Low-Toxicity Organic Crosslinking Technology

Our patented Conformance Control Technology, featuring low-toxicity organic crosslinkers, is moving from the laboratory into the field. This new technology utilizes phenyl acetate and hexamethylenetetraamine (HMTA) to gel HE® Polymers 100 and 300 polymers in water control applications. These crosslinkers offer environmental and handling advantages; plus they are useful over a broad range of temperatures, beginning at 175ºF.

Developed by Chevron Phillips Chemical in the late 1970s, HE® Polymers have proven to be particularly beneficial in hostile environments, high temperatures, high salinity and high hardness conditions. When crosslinked with phenyl acetate and HMTA, HE® Polymers 100 (<250ºF or <121ºC) and 300 (>200ºF or >149ºC) produce rigid, stable gels. Moreover, phenyl acetate and HMTA are cost-competitive to chromium and other organic crosslinkers used in the industry.

Historically, the classic organic crosslinkers of phenol and formaldehyde provided considerable versatility in crosslinking HE® Polymers. However, the toxicity of these chemicals limits their utility.

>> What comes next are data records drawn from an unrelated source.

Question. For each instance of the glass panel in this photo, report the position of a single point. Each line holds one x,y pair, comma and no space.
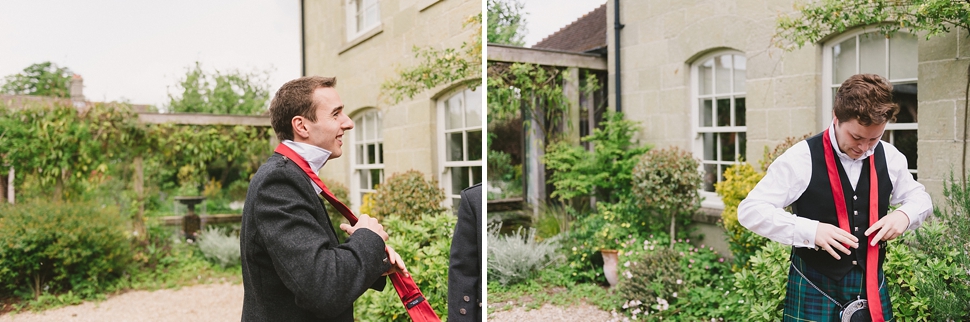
371,154
453,112
903,52
740,73
727,146
722,74
454,146
872,54
709,146
474,145
740,116
843,61
905,96
707,113
724,112
473,108
710,177
706,73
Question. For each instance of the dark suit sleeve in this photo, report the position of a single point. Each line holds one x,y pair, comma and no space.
324,275
465,269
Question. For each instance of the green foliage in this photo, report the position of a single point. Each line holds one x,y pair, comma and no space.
518,257
665,182
219,246
440,66
506,22
42,79
816,20
606,172
424,245
232,92
407,195
50,247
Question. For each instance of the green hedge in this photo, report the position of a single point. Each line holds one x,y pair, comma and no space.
55,247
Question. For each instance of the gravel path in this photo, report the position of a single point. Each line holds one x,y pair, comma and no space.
578,313
210,303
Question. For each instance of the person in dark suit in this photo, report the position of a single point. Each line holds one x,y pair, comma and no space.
294,267
465,269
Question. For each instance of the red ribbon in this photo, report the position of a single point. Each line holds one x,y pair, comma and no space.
872,252
414,301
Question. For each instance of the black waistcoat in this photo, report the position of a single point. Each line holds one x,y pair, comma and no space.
817,203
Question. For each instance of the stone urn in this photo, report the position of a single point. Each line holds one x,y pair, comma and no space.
610,259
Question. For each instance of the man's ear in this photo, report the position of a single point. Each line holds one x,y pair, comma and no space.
299,127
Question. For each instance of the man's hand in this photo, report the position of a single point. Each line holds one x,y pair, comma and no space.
365,221
889,227
397,264
831,238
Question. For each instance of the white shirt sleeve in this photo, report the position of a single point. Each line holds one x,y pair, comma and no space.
763,210
909,194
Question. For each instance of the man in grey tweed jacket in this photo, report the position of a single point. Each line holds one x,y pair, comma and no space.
294,267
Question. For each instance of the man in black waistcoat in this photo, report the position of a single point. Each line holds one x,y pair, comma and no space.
294,267
840,184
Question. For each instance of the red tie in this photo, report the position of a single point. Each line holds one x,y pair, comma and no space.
872,252
412,298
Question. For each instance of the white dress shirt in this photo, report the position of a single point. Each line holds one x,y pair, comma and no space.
316,156
788,177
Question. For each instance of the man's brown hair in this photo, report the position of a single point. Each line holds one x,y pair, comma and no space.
295,98
867,98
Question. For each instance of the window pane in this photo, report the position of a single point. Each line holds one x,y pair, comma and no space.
453,112
727,146
723,112
706,74
473,108
740,73
843,61
872,54
474,145
707,113
739,112
454,146
903,50
710,177
722,74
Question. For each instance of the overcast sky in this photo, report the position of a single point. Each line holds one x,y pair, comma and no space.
545,17
137,50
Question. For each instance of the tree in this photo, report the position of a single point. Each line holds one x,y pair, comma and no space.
232,92
506,22
43,79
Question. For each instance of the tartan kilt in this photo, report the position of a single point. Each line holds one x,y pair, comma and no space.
804,303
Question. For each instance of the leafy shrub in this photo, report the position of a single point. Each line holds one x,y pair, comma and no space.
517,257
424,245
665,182
219,247
56,247
605,172
408,195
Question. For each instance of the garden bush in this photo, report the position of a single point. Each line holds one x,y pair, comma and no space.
407,195
55,247
219,246
519,256
424,245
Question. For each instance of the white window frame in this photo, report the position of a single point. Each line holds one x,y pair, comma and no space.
358,162
445,167
828,85
352,31
711,199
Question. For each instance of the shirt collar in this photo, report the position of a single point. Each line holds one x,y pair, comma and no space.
316,156
838,150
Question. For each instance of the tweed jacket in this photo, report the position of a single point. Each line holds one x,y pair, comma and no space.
465,269
294,268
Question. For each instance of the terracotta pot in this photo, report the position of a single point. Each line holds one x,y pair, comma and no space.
610,259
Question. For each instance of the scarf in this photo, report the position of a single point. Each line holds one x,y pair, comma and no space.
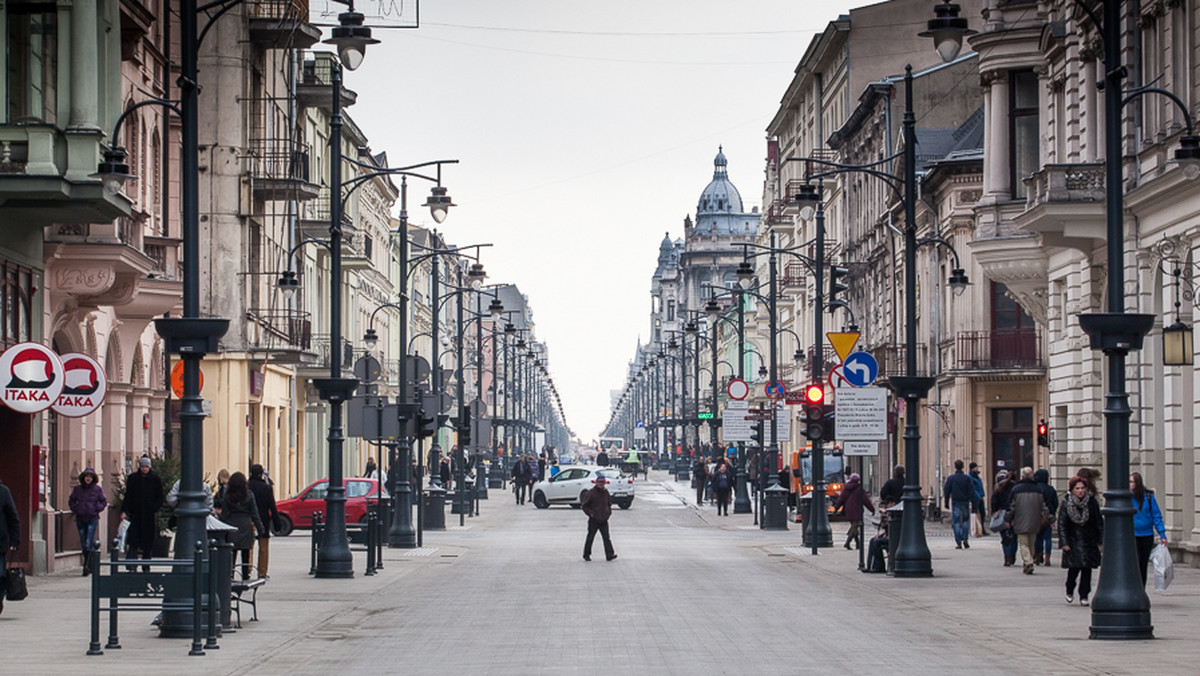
1077,508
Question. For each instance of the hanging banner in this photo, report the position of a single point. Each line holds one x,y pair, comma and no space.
84,386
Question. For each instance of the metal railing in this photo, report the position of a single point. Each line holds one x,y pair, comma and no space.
997,350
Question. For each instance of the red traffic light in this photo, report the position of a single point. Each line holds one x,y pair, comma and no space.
814,394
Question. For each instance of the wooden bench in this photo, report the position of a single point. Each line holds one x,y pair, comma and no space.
238,596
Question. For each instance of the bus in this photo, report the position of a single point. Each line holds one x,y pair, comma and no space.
612,446
834,476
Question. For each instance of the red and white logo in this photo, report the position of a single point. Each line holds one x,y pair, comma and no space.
84,386
31,376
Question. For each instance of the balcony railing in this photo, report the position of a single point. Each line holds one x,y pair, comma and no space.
999,350
1066,183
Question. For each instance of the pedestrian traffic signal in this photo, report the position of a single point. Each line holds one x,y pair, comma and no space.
835,287
814,412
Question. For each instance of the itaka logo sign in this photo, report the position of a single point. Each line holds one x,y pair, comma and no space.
31,376
84,386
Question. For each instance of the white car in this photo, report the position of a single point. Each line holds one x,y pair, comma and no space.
574,480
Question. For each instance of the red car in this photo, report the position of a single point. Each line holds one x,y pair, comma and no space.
297,512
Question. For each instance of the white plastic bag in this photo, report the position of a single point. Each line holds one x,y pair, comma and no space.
120,534
1164,570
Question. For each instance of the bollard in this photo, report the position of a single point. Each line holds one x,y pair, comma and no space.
775,501
435,509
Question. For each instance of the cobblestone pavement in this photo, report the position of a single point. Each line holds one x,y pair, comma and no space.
691,593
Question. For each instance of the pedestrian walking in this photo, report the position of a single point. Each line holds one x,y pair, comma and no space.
1146,520
959,494
598,506
1026,515
268,514
88,502
700,476
851,502
1044,543
1080,534
143,498
241,512
723,485
1000,495
978,506
10,537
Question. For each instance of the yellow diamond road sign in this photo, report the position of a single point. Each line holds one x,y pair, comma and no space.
843,342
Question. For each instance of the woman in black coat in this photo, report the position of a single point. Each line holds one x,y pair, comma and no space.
241,510
1080,534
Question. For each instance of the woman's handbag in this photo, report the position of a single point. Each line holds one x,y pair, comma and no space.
15,585
997,520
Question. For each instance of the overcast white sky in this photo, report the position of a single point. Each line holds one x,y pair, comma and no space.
585,132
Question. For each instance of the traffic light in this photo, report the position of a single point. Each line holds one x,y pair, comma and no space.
831,423
814,412
835,287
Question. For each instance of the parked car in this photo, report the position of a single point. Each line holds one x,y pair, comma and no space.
297,512
574,480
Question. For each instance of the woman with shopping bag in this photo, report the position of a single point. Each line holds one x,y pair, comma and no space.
1146,520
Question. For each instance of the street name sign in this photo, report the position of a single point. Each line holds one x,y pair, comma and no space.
862,413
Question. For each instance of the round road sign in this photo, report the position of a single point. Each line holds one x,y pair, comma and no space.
84,386
737,389
31,375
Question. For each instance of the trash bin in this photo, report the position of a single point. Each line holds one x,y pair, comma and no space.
222,567
435,508
775,501
895,518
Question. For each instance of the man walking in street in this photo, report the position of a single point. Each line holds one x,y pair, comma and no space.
1026,514
598,506
143,498
10,536
959,495
978,506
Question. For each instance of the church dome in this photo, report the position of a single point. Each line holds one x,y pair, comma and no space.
720,196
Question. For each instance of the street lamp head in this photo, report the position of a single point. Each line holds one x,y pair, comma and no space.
439,203
477,275
288,283
713,310
351,39
1188,155
959,281
113,172
808,201
947,29
745,274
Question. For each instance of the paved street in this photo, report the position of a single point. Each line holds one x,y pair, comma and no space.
693,593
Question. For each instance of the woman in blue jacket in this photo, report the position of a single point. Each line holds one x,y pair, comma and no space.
1145,521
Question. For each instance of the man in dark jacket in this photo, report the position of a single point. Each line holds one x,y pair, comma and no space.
598,506
1026,514
264,500
143,498
959,494
1044,543
10,536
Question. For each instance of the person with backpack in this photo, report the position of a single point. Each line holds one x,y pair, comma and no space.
851,502
723,485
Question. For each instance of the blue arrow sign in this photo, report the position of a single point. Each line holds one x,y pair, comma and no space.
859,369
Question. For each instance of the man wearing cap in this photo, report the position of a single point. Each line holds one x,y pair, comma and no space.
143,498
598,506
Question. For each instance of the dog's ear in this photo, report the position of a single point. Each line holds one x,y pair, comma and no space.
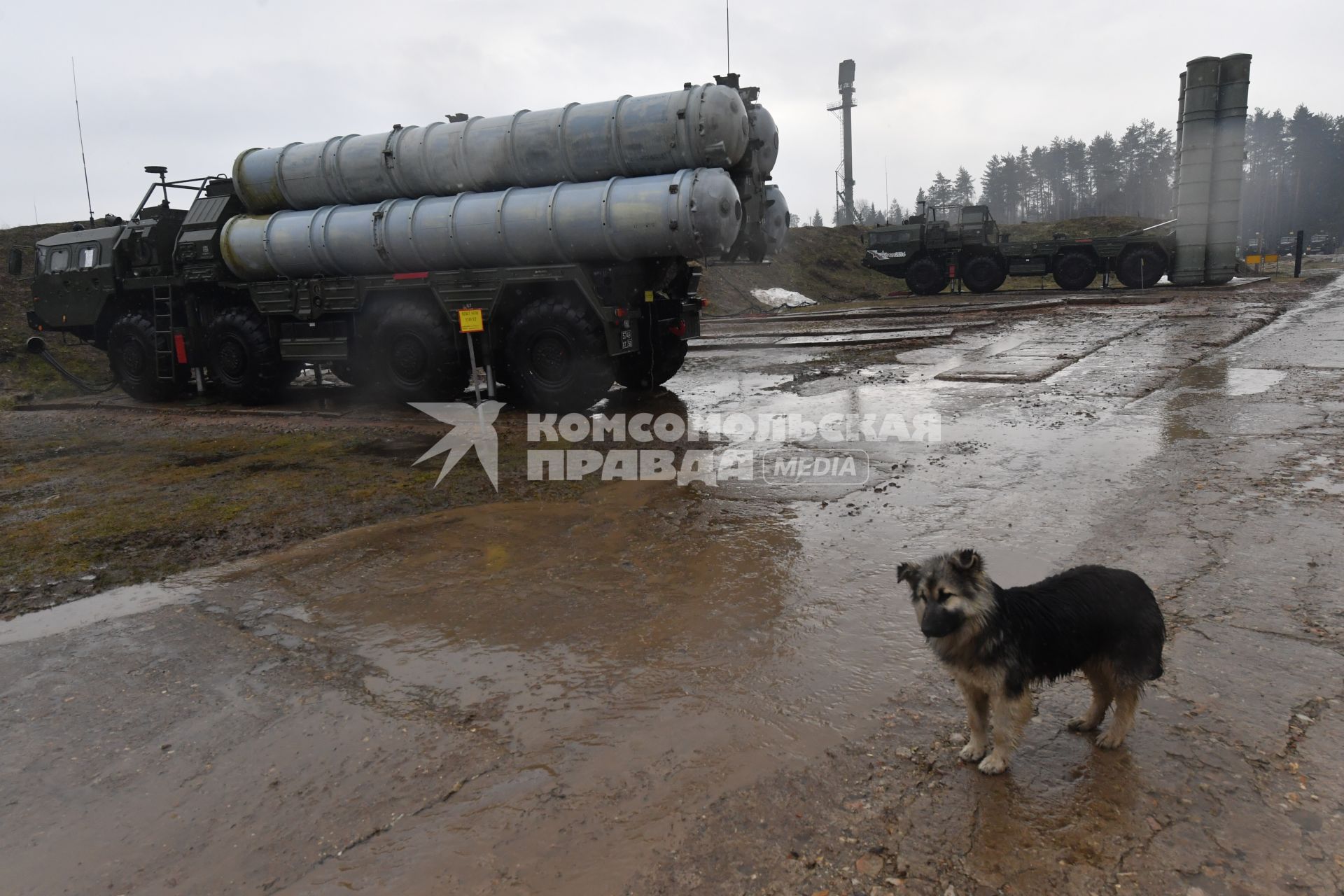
967,561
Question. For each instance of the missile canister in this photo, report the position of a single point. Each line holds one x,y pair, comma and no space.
690,214
702,127
1225,195
1199,127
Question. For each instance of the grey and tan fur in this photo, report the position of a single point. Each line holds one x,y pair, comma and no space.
996,643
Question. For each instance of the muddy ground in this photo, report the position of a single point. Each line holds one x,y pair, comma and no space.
656,690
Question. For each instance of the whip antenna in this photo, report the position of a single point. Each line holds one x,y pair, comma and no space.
80,124
727,31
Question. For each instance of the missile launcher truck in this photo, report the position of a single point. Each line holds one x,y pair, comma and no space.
577,232
930,248
1196,248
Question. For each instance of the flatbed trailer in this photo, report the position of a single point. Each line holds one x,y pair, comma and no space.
930,254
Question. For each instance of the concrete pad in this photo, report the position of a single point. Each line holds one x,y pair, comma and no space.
819,340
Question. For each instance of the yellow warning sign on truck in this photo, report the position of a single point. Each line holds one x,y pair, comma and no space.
470,320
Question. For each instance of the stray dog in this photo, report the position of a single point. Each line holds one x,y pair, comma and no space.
999,641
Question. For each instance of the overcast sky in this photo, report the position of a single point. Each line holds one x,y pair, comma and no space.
940,83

HMTA promises to be a viable alternative to formaldehyde in many applications. Phenyl acetate is a relatively low-toxicity alternative to phenol. In combination, phenyl acetate and HMTA provide delayed gelation of HE® Polymers, even at high temperatures.

Objectives for Water Control

Water control objectives vary, depending upon whether the treatment is for near-wellbore or profile modification. In producing wells, gelled polymers are used to reduce operating costs from water lifting and disposal. On the other hand, applications for gelled polymers used in injection wells are designed to improve sweep efficiency and thus increase incremental oil production.

According to the New Mexico Institute of Mining and Technology:

More than 20 billion barrels of salt water are produced each year in the United States during oil field operations. A tremendous economic incentive exists to reduce water production. For each one percent of reduction in water production, the cost-saving to the oil industry is estimated to be between $50,000,000 and $100,000,000 per year. Reduced water production would result directly in improved oil recovery efficiency in addition to reduced oil-production costs. A substantial positive environmental impact could also be realized if significant reductions are achieved in the amount of water produced during oil field operations.